Mucha gente aún no entiende en qué momento llegamos a imaginar un final tan triste. Nadie creyó posible que el sueño de un ex candidato, ese de electrocutar a los estudiantes que protestaban la ley general de educación por allá en el año 2011, se fuera a hacer realidad de la mano de otro burócrata, otro tinterillo de Palacio, otro ex candidato que, no pudiendo ser presidente, tuvo que resignarse a ser alcalde.

En Bogotá hay unos buses rojos y feos que se detienen en unas estaciones que parecen hechas de papel aluminio. Es como un metro, pero con semáforos; es como un metro, porque carga mucha gente; es como un metro, pero no es ni elevado ni subterráneo; es como un metro que se mueve con diesel. Es como un metro porque todos deben pagar un pasaje para entrar a la estación. Es como un metro, pero más barato. Y es como un metro también porque todos los días cientos de personas pasan por encima de los torniquetes de registro. Es diferente, ahora sí, porque hay muchos otros que atraviesan las avenidas exclusivas de los buses y se suben a las estaciones sin haber pagado.

Luego de hacer unos cálculos inexactos el alcalde no admite que existan más colados en el sistema. Es imperdonable. El sistema sangra por una herida financiera que lo tiene al borde del colapso. Menos dinero por pasajes no pagos y el transporte en Bogotá se va al carajo. De nada valieron campañas mal diseñadas, presupuestos mal invertidos en carteles inútiles y guardias de seguridad privados y policías. La frustración de la administración local y la ineptitud de cientos de funcionarios exacerban la rabia del alcalde. Necesita culpables que no lo rodeen, que no pongan en duda sus malas decisiones. Él necesita validarse con el error de otros porque no fue capaz de lograr nada en virtud de su posición para garantizar un sistema de transporte ordenado y bien administrado. Una vez se él da cuenta de que sus ideas no son tan buenas, toma decisiones relámpago. Son descargas eléctricas que ajustician a los nuevos culpables de que el sistema esté desintegrándose: los colados.

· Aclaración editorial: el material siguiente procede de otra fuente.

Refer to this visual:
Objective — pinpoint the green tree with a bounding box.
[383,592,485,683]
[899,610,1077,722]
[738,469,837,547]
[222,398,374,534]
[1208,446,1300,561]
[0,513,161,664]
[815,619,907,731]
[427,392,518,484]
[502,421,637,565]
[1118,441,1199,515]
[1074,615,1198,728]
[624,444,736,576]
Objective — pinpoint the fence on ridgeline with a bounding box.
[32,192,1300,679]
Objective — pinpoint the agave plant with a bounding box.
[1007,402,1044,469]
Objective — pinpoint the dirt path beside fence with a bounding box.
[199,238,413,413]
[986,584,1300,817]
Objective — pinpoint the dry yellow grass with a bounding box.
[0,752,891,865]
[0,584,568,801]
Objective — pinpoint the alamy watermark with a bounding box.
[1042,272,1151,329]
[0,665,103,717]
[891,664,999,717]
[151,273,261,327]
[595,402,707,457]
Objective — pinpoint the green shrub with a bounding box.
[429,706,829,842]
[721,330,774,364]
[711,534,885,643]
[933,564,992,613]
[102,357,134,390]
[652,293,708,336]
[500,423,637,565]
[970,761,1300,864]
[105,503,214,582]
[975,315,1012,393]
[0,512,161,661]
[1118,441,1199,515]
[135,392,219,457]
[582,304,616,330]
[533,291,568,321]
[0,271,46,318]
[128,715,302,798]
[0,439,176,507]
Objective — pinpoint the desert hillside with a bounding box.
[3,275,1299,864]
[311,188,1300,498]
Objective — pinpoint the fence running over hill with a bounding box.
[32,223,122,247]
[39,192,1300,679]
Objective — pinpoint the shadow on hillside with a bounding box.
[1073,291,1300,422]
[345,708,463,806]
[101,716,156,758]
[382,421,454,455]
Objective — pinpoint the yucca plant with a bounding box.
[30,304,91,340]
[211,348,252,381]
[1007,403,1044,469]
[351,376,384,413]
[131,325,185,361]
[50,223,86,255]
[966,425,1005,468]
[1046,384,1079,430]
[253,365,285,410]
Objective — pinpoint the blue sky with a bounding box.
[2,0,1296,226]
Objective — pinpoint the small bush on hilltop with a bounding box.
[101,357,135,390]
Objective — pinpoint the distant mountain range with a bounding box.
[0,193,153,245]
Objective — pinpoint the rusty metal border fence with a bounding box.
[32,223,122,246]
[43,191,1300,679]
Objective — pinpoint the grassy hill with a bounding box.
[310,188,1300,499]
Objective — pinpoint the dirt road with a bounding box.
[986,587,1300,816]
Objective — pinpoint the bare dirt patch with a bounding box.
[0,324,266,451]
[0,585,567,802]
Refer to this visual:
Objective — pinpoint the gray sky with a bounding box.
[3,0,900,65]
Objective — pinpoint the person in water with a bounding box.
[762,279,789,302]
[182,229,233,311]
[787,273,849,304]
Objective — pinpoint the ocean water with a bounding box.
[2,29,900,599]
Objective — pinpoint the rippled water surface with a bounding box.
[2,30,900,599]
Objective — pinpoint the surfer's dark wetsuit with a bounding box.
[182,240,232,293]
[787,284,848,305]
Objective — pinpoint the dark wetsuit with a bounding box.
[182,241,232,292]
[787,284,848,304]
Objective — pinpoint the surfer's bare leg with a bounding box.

Y entonces el hilo lógico de la administración es el siguiente: quien sea capaz de pagar su pasaje no pone en riesgo su vida y como consecuencia también aporta al sistema de transporte. Quien no paga el pasaje y salta los torniquetes, o peor, cruza las avenidas para subirse a las estaciones, a lo mejor tiene poco dinero, lo que en otras palabras solo significa una cosa: los colados en el sistema no solo ponen en riesgo su propia vida. Ponen en riesgo las finanzas del sistema y lo que es peor, ponen en riesgo la vida de los demás pasajeros, porque quien puede pagar un pasaje, tiene ingresos. Quien no puede y entra al sistema ilegalmente debe estar buscando dinero. El colado es además de pobre, ladrón. Esa es la paria, la lumpen que se adhiere a los subsidios pero que insiste en socavar lo poco que sí logra poner en marcha la ciudad. Son ellos los que con una sonrisa atravesada en la cara se burlan de quienes sí han pagado ya sea porque no pueden atravesar avenidas o porque sencillamente es mucho trabajo hacerle trampa al sistema y prefieren subir el puente peatonal. Habrá otros que creerán en la rectitud, en la honestidad, y comparan sus valores inquebrantables y rectos con la rigidez y obligatoriedad del sistema burocrático, de los edificios que también son rectos y rígidos, de las cabinas rectangulares de los buses rojos, de las hojas limpias y rectangulares sobre las que escriben sus firmas cuando llegan a trabajar todos los días. Hay otros que pagan el pasaje por físico miedo. Porque el dolor de la indisciplina no solo está en la conciencia sino que, gracias al alcalde de turno, se ha convertido en un dolor físico.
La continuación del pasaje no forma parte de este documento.